MeMySonAndI · 22/10/2007 14:07

Both or none. sorry. If they can not manage the two it is fine, you can them later when you can.

Hulababy · 22/10/2007 14:07

Thinking about this more - I think I'd still be telling DD1 no. Most 2yo I know would understand what they are missing out on. And a 4yo should be able to understand the unfairness of the situation.

Next week I am going to DLP. We are taking two 5 year olds and a 2yo. I know that that 2yo would be devasted if she was being left behind.

I agree that a Disney holiday is not the same as other time away with grandparents.

Anna8888 · 22/10/2007 14:08

nailpolish - personally I think it is just wonderful when grandmothers take grandchildren off individually for treats - it will be Rorytigger's MIL and DD1 one-on-one and that's a lovely arrangement to be encouraged.

It is very important that little children have one-to-one times with their relatives.

Baffy · 22/10/2007 14:09

I wouldn't let dd1 go tbh.

I know dd2 is only 2, but I took my ds to disneyland paris when he was 20 months and he adored it - he still talks about it now, 6 months later.

I'd say both or nothing. Unfair that dd1 misses out on the opportunity, but unfair on dd2 if she misses out on going.

Don't let your MIL get away with this sort of behaviour. Totally out of order imo. And to tell dd1 as well!

flowerybeanbag · 22/10/2007 14:09

That's outrageous that your MIL is a) wanting to take one without the other and b) telling your DD1 she's going without asking you. Sounds as though she's done it deliberately so you feel you can't say anything or you'll disappoint DD1
I agree completely with MaryBS's advice 14:02:14, tell DD1 she can't go because it would be unfair on DD2, and you'll all go together one day.

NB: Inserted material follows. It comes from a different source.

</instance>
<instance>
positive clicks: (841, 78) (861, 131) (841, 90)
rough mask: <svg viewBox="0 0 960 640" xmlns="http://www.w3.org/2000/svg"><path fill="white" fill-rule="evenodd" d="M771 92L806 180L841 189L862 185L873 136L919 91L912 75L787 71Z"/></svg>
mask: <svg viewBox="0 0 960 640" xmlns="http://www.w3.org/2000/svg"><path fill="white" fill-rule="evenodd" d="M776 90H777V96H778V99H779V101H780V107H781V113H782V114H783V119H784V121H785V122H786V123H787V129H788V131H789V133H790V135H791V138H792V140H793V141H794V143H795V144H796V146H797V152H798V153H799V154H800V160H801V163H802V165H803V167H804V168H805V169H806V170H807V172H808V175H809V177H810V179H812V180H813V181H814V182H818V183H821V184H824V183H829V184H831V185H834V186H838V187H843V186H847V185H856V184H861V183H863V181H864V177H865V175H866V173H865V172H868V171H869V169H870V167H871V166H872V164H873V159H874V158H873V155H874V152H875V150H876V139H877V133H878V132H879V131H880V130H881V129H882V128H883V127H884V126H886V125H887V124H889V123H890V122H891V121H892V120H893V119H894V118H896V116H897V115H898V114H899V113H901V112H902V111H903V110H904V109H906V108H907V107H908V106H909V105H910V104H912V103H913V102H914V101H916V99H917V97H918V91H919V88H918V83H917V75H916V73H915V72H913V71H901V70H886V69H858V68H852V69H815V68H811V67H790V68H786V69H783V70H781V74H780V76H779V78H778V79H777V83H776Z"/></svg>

She'll be upset but she'll get over it, and I think the impact on her would be less than it would on DD2 if you let DD1 go without her.

nailpolish · 22/10/2007 14:09

i just think its sad that they dont think dd2 will notice or care.

and even if she DIDNT notice or care - if it was my dd2 id be heartbroken on her behalf

it will be spoken about in the future by dd1 - and dd2 will wonder why she was left out

nailpolish · 22/10/2007 14:10

anna

this is disneyland, not a walk to the playpark

Hulababy · 22/10/2007 14:10

Anna - On the whole, I agree with that idea. But not Disneyland no. IMO very different type of treat.